Für die meisten Iraker geht es aber bei dieser Wahl um Fragen des Alltags. Im Wahlkampf werden immer wieder die schlechten staatlichen Dienstleistungen bei der Strom- und Wasserversorgung, die Arbeitslosigkeit und die grassierende Korruption angeprangert. Anders als bei den letzten Parlamentswahlen 2005, lassen sich die Iraker heute nicht mehr mit religiösen Reden der Politiker abspeisen. "Sie haben begriffen, dass dahinter politische Interessen stecken, und würden heute nicht mehr gemäß irgendeiner Fatwa wählen", erklärt der irakische Politikexperte Mohammed al-Kubaissi. Selbst Parteien wie der schiitische "Oberste Irakische Islam-Rat", der auf konfessioneller Basis operiert, hat die religiösen Untertöne durch einen nationalistischen Diskurs ersetzt.
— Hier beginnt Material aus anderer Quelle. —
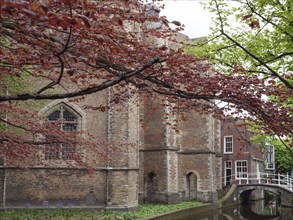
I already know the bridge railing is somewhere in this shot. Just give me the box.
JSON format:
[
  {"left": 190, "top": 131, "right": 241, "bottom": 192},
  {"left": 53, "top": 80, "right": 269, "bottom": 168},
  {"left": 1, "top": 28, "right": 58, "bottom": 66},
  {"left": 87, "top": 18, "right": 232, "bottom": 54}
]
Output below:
[{"left": 223, "top": 172, "right": 293, "bottom": 191}]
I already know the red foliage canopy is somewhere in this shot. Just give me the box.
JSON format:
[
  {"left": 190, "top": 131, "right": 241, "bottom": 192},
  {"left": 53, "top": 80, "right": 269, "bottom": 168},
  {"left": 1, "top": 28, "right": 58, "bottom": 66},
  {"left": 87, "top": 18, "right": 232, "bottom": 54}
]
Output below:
[{"left": 0, "top": 0, "right": 292, "bottom": 167}]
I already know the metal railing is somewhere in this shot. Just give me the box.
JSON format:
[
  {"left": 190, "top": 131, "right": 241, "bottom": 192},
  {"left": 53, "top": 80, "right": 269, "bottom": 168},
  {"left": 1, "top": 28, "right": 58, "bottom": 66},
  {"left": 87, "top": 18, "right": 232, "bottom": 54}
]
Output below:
[{"left": 223, "top": 172, "right": 293, "bottom": 191}]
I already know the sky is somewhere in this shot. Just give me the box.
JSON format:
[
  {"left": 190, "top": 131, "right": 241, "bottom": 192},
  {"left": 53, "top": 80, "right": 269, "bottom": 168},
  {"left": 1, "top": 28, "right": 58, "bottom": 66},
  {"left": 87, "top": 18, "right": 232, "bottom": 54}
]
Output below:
[{"left": 159, "top": 0, "right": 213, "bottom": 38}]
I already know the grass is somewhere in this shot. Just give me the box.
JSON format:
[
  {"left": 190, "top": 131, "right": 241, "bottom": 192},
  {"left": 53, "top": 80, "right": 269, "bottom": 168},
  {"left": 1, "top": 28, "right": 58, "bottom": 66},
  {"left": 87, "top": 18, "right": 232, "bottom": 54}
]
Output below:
[{"left": 0, "top": 200, "right": 204, "bottom": 220}]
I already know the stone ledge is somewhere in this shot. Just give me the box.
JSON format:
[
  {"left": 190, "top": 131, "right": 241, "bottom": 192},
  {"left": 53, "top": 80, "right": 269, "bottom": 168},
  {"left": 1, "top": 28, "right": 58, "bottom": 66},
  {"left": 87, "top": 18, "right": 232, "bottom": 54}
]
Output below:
[
  {"left": 178, "top": 150, "right": 216, "bottom": 154},
  {"left": 140, "top": 148, "right": 178, "bottom": 152}
]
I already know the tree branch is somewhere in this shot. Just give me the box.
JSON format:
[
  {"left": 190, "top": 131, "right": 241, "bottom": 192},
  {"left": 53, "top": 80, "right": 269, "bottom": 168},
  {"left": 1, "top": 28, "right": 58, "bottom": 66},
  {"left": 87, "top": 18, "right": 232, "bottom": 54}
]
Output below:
[
  {"left": 0, "top": 58, "right": 162, "bottom": 102},
  {"left": 214, "top": 0, "right": 293, "bottom": 90},
  {"left": 0, "top": 118, "right": 30, "bottom": 132}
]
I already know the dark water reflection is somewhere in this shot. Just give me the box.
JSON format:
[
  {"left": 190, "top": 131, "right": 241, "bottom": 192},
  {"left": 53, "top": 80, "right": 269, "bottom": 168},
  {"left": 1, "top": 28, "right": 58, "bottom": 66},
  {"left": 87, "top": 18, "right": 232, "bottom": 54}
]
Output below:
[{"left": 174, "top": 200, "right": 293, "bottom": 220}]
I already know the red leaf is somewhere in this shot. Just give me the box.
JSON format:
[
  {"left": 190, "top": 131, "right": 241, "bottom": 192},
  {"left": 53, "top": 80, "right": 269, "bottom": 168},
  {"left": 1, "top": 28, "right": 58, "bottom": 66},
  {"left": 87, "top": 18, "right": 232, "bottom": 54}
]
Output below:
[
  {"left": 75, "top": 14, "right": 91, "bottom": 28},
  {"left": 243, "top": 14, "right": 252, "bottom": 20},
  {"left": 249, "top": 20, "right": 260, "bottom": 29},
  {"left": 171, "top": 20, "right": 181, "bottom": 26}
]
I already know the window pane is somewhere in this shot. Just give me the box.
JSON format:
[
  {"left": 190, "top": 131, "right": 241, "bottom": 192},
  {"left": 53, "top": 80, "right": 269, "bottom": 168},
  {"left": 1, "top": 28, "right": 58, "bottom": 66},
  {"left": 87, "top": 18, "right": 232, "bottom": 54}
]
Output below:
[
  {"left": 45, "top": 105, "right": 79, "bottom": 160},
  {"left": 45, "top": 143, "right": 61, "bottom": 159},
  {"left": 62, "top": 144, "right": 75, "bottom": 159},
  {"left": 48, "top": 110, "right": 60, "bottom": 121},
  {"left": 225, "top": 136, "right": 233, "bottom": 153},
  {"left": 62, "top": 123, "right": 77, "bottom": 132},
  {"left": 63, "top": 110, "right": 77, "bottom": 122},
  {"left": 236, "top": 160, "right": 248, "bottom": 179}
]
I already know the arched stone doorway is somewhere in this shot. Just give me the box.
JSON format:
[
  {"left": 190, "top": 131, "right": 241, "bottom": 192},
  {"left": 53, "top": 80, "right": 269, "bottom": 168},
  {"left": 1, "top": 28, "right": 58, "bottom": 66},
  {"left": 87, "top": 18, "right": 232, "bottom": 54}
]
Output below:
[
  {"left": 145, "top": 172, "right": 157, "bottom": 203},
  {"left": 146, "top": 172, "right": 157, "bottom": 195},
  {"left": 186, "top": 172, "right": 197, "bottom": 200}
]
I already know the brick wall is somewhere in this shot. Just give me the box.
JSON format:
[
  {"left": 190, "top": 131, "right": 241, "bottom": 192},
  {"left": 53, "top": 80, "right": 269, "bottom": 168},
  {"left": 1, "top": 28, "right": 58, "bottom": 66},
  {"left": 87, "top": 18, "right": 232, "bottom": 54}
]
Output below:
[
  {"left": 221, "top": 119, "right": 264, "bottom": 188},
  {"left": 2, "top": 84, "right": 140, "bottom": 209},
  {"left": 0, "top": 169, "right": 5, "bottom": 206},
  {"left": 5, "top": 168, "right": 106, "bottom": 207}
]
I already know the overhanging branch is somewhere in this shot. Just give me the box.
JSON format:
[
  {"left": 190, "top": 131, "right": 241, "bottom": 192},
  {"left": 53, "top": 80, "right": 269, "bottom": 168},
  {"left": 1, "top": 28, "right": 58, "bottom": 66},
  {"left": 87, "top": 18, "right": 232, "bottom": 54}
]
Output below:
[{"left": 0, "top": 57, "right": 161, "bottom": 102}]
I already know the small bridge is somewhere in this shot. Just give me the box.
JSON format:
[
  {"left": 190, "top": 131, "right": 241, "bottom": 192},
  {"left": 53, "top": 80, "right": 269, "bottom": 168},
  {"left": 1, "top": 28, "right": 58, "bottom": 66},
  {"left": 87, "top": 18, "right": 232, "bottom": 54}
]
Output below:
[{"left": 222, "top": 172, "right": 293, "bottom": 207}]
Die hohe schiitische Geistlichkeit hält sich zurück. Der wohl wichtigste, Großajatollah Ali al-Sistani, hat zwar dazu aufgerufen, zur Wahl zu gehen, aber öffentlich keiner Partei seinen Segen gegeben. Unlängst antwortete er auf die Frage, was er als wichtiger empfinde, die schiitische Einheit oder den Schutz der irakischen Demokratie? "Definitiv das Zweite." Ein anderer schiitischer Geistlicher, Ajad Dschamal Eddin, tritt als Aushängeschild einer wichtigen säkularen Partei auf. "Die schiitische Gemeinde im Irak wurde vom Iran und den schiitischen Geistlichen gekidnappt. Doch heute wollen die Menschen keine religiösen Reden mehr, sondern Dienstleistungen und Sicherheit."